Make diligent use of the Means of Grace -
God’s Word and Sacraments – Baptism and the Lord’s Supper.
Prayerfully consider giving a proportion of our substance to support the work of the Congregation and The Evangelical Lutheran Church in America.
Live a Christian life in accord with God’s Word.
Assume a ministry for Christ as dictated by our talents.
It then concludes with the words, This is our covenant with God and by the help of God.
Notice, however, that we, in fact, use this word “covenant,” and not the word “contract.” That’s because, while closely related, they are really not the same thing. In our lives, we define a whole host of relationships by contracts. They usually involve financial transactions for goods and services. Home and auto loans, for example, are contracts. Each side promises to do certain things. The seller promises to provide said home or car; while the buyer promises to pay the agreed-upon price. But here’s the thing. When either the buyer or the seller fails to deliver on those promises, the contract is thereby broken.

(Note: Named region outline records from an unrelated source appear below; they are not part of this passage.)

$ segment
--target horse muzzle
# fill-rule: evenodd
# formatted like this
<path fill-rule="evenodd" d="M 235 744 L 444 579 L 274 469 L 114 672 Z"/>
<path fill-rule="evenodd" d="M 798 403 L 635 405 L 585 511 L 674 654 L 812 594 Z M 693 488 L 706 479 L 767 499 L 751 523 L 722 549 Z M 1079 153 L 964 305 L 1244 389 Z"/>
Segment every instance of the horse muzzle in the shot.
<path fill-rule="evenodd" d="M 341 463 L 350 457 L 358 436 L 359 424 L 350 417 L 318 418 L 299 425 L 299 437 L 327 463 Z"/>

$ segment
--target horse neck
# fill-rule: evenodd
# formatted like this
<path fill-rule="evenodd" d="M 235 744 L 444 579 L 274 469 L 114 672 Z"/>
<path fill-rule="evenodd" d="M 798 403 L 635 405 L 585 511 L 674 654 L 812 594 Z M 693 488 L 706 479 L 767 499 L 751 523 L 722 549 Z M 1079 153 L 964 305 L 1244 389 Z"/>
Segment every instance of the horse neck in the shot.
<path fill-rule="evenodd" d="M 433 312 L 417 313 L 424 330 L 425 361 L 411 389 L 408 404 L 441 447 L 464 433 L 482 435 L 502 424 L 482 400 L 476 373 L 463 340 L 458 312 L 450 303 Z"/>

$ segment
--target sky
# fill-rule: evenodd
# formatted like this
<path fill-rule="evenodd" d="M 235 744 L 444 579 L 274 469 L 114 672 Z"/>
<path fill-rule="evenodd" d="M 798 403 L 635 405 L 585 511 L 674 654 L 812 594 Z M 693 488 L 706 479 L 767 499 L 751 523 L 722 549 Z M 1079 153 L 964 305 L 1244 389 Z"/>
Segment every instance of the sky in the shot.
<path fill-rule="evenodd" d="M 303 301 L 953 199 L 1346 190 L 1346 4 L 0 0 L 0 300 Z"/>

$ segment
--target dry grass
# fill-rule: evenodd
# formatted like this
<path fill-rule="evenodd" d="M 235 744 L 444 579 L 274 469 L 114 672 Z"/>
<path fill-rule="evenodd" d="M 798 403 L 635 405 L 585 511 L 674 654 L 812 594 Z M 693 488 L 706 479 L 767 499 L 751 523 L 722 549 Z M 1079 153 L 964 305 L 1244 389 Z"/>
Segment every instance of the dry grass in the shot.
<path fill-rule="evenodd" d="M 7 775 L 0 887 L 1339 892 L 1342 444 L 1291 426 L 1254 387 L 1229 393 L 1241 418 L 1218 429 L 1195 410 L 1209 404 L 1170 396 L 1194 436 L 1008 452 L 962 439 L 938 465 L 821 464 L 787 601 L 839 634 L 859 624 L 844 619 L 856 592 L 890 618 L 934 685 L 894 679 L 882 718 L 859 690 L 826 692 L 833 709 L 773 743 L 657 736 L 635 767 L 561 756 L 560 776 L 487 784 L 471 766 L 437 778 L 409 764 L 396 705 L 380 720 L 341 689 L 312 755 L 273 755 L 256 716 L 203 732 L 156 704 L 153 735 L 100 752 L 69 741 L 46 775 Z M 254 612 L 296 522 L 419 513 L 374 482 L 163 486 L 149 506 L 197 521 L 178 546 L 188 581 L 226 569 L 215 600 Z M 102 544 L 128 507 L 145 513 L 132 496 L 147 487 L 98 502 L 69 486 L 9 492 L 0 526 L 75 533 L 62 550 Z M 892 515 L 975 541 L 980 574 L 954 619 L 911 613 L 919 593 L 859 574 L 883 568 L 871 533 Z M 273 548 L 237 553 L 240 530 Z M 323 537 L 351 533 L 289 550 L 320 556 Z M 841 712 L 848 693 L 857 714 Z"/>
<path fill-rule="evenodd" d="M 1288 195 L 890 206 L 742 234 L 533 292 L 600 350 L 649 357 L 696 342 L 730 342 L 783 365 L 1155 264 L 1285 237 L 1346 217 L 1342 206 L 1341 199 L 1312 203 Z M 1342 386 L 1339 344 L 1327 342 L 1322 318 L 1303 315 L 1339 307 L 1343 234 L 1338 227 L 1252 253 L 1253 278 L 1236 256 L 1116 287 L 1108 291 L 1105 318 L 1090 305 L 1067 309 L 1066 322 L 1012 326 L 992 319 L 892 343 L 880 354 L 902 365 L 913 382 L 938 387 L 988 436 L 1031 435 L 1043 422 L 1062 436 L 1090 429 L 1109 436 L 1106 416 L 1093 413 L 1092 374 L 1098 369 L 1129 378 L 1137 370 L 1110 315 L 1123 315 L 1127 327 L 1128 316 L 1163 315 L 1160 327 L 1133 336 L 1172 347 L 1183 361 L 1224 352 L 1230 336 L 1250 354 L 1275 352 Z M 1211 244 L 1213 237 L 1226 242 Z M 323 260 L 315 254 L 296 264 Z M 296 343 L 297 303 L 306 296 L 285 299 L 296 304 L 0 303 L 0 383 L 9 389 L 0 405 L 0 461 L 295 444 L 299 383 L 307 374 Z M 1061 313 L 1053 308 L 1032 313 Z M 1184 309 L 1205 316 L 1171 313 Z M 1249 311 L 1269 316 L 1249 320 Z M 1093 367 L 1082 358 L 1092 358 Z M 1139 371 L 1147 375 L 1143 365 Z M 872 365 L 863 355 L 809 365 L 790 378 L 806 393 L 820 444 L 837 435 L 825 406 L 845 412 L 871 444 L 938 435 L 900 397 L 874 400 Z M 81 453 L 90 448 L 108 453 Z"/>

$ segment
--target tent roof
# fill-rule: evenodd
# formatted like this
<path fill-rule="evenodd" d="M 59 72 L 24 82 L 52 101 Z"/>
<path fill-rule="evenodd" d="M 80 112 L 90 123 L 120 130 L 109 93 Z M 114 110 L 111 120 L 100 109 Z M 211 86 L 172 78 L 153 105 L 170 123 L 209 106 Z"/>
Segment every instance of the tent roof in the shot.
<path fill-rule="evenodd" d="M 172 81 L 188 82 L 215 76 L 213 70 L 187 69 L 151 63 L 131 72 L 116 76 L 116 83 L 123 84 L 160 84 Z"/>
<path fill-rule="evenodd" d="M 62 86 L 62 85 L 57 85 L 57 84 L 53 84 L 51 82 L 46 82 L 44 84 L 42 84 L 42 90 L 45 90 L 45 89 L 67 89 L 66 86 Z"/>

In a covenant, however, specifically the kind of covenants we find in the Bible between God and God’s people, there is a major difference. If you fail to pay back the loan for that home or car, the contract is broken and the bank will foreclose on your house, or repossess your car. But, in sharp contrast, even if you fail to fulfill the promises you make with God; believe it or not, God will never withdraw God’s promises! In other words, God continues to bless our lives and to love us unconditionally, no matter how faithful or unfaithful we may be.
Thus, freed from the fear that we might somehow lose God’s loving grace and favor by failing to keep our promises, we are also set free then to fully commit our lives to God and to God’s church without worrying about how things will turn out. As I like to tell our catechism students, “There is nothing we can do to make God love us more. And there is absolutely nothing we can ever do to make God love us less!
In baptism, God makes a covenant with us; a covenant that God will never break. And, trusting in that promise, we respond by offering our lives to God’s mission and ministry in the world; a commitment to the mission and ministry that is summarized by our Hope Lutheran Family Covenant.
So I encourage you, if you have not already, to sign our Hope Covenant and I look forward to striving with you to live it out in the coming year!